Établissements divers. En rentrant dans l’alignement du chenal principal, on voit le superbe atelier de la menuiserie. Vis-à-vis, deux cales de construction, opposées l’une à l’autre, reçoivent des vaisseaux du premier rang. L’une d’elles est couverte d’une superbe charpente et d’une toiture à la Philibert-Delorme, supportée par des piliers en granit et des cintres en bois. Cette couverture est d’une légèreté extrême. Une belle et vaste place d’armes, de grands jardins, un bois fort agréable, embellissent cet établissement, que vient d’envahir encore le dépôt des équipages de ligne depuis la funeste suppression des compagnies d’apprentis canonniers. De cet endroit, on jouit de la plus belle vue du port. À gauche, on aperçoit une grande partie de la rade, le château, l’entrée du port, toute la ligne des quais que nous avons décrits, le chenal et ses nombreux vaisseaux ; en face surtout, les corderies et le bagne, surmontés par l’hôpital nouveau, le quartier de la marine ainsi que 1s ville, qui s’élèvent en amphithéâtre, présentent un des plus beaux aspects qu’il soit possible d’imaginer.

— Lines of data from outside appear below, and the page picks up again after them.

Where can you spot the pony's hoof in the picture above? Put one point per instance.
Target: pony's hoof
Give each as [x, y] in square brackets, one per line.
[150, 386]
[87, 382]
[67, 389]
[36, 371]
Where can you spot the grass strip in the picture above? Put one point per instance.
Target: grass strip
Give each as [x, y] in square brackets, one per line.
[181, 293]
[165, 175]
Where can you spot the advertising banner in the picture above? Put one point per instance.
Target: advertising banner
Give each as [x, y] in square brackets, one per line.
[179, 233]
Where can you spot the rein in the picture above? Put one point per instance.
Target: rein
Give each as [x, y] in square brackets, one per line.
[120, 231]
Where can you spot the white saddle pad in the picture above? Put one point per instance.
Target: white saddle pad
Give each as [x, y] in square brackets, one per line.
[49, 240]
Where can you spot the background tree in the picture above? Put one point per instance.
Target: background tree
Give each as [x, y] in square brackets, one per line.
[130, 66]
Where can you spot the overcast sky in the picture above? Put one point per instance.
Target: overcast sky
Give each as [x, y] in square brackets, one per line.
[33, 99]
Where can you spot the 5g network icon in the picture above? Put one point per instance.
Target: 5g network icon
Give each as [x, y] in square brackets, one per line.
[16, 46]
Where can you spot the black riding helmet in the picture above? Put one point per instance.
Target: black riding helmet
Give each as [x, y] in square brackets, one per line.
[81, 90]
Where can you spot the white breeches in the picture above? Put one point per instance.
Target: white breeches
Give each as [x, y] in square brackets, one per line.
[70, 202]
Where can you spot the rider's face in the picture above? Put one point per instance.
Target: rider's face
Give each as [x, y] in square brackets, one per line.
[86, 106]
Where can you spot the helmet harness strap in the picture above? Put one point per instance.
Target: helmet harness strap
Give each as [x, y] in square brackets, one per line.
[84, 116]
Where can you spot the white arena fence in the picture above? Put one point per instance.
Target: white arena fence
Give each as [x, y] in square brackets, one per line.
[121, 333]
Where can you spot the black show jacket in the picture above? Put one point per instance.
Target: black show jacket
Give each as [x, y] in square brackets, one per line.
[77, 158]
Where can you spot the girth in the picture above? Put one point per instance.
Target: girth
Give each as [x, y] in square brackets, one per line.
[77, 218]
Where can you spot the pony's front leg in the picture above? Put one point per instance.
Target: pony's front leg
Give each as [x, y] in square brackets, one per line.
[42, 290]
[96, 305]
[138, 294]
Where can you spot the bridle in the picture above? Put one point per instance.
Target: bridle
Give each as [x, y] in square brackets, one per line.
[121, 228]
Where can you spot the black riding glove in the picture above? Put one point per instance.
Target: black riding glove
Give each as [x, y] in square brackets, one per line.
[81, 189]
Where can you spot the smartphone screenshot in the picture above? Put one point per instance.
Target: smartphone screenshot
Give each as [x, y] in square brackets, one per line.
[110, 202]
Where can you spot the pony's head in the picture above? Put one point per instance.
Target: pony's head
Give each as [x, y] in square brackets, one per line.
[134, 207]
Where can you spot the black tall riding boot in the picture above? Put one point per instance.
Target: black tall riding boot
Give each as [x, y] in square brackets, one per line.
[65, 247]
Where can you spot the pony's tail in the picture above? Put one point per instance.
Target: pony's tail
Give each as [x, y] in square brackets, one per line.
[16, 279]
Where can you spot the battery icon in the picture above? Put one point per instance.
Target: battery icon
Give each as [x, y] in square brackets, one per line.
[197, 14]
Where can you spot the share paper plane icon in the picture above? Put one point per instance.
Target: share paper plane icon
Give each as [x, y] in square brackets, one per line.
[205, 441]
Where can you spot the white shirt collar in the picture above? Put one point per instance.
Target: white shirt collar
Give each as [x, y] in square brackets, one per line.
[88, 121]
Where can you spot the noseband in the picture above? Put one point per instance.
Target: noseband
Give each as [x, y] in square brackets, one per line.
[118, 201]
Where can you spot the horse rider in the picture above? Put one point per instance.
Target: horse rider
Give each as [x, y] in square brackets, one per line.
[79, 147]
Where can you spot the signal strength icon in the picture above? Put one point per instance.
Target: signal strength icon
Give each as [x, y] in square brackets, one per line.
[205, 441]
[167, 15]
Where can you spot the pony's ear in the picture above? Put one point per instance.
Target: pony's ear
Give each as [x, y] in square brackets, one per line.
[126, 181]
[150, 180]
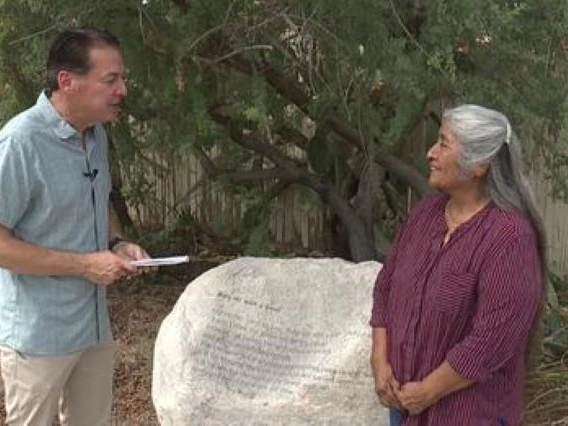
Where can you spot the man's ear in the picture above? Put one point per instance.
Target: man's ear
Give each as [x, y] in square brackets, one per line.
[66, 80]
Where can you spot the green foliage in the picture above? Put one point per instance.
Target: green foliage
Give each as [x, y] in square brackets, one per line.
[377, 67]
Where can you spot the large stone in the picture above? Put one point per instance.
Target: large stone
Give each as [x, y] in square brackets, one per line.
[269, 341]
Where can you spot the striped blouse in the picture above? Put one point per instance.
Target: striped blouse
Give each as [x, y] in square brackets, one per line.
[470, 302]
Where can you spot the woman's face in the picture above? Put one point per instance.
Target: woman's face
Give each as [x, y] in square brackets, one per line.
[443, 158]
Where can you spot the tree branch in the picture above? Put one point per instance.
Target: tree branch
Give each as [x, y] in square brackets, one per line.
[360, 242]
[293, 92]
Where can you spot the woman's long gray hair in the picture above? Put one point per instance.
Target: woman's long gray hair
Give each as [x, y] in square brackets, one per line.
[486, 137]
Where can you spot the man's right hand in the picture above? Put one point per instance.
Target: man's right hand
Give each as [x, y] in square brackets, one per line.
[105, 267]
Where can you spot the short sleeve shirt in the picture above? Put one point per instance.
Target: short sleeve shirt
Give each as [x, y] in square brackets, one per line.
[53, 193]
[470, 302]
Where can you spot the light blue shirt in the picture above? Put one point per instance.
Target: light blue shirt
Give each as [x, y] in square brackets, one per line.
[46, 200]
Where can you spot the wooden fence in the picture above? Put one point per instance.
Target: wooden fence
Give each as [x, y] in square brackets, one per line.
[178, 183]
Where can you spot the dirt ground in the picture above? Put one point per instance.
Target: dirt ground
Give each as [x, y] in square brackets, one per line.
[137, 309]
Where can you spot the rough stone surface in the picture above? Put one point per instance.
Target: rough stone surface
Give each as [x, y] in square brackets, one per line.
[269, 342]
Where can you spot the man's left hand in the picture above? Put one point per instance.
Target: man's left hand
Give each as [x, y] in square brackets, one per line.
[132, 251]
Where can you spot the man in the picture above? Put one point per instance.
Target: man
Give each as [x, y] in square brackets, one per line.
[58, 246]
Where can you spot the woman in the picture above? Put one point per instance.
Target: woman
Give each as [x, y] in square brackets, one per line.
[457, 299]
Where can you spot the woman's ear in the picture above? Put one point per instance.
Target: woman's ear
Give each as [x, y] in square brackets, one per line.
[480, 170]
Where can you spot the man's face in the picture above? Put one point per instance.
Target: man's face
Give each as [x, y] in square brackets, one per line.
[98, 95]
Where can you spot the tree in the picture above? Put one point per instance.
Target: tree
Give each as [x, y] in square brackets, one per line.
[318, 93]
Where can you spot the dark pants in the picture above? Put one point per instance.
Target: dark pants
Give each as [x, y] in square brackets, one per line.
[394, 418]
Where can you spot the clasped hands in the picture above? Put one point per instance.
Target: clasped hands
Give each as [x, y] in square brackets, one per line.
[413, 397]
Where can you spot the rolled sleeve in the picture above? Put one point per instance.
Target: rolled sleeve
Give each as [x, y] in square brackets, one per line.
[15, 189]
[509, 292]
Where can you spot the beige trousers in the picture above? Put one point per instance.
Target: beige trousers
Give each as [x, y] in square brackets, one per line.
[77, 385]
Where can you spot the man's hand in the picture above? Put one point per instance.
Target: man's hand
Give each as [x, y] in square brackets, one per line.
[131, 251]
[386, 386]
[415, 397]
[105, 267]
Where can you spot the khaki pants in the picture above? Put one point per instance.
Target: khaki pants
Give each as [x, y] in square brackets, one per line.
[78, 385]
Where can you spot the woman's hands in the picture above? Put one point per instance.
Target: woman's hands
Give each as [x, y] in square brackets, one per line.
[386, 386]
[415, 397]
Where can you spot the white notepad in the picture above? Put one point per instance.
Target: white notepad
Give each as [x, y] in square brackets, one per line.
[161, 261]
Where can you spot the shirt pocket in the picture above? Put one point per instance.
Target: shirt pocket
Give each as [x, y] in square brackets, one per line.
[456, 291]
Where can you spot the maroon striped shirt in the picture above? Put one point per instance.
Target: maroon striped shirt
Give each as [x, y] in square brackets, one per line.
[470, 302]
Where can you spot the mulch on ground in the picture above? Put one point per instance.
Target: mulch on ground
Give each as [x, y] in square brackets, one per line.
[138, 307]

Le bagne. Le bagne est un vaste édifice consacré au logement des forçats. C’est un bâtiment de 260 m de longueur, où l’on remarque trois pavillons, un au centre et deux aux extrémités : celui du centre, destiné au logement des officiers, partage le bagne en quatre salles, dans chacune desquelles on peut loger cinq cents hommes ; les deux pavillons des extrémités sont destinés au logemeut des bas officiers commis à la garde de cette prison. Chaque salle a ses commodités particulières, consistant en latrines, fontaines, cuisines et tavernes ; et chacune d’elles est coupée en deux par un mur de 1 m 30 cm d’épaisseur qui passe par le milieu de la largeur. On remarque encore à Brest : le cours d’Ajot, d’où l’on jouit de la vue de toute la rade ; la bibliothèque de la marine, renfermant 20,000 volumes, le cabinet d’histoire naturelle, le jardin des plantes, l’observatoire de la marine, les hôpitaux, la salle de spectacle, dont la façade est d’un bel effet, l’hôtel de ville, l’église de Saint-Louis, etc., etc. Biographie.
Bibliographie.
Industries et Commerce : Fabriques de cordages, chapeaux vernis. Tanneries. Construction de navires. Armement pour la pêche de la sardine, du maquereau et de la morue. — Commerce de grains, vins, bière, eau-de-vie, poisson frais et salé. Entrepôt fictif. Entrepôt de sel. Brest étant une place militaire, l’industrie y est peu active et peu importante. Le commerce s’y trouve à peu près réduit aux approvisionnements de la marine. À 92 km de Quimper, 597 km de Paris. L'arrondissement de Brest est composé de 12 cantons : Brest 1er canton, Brest 2e canton, Brest 3° canton, Daoulas, Ouessant, Landerneau, Lannilis, Lesneven, Plabennec, Ploudalmézeau, Ploudiry et St-Renan.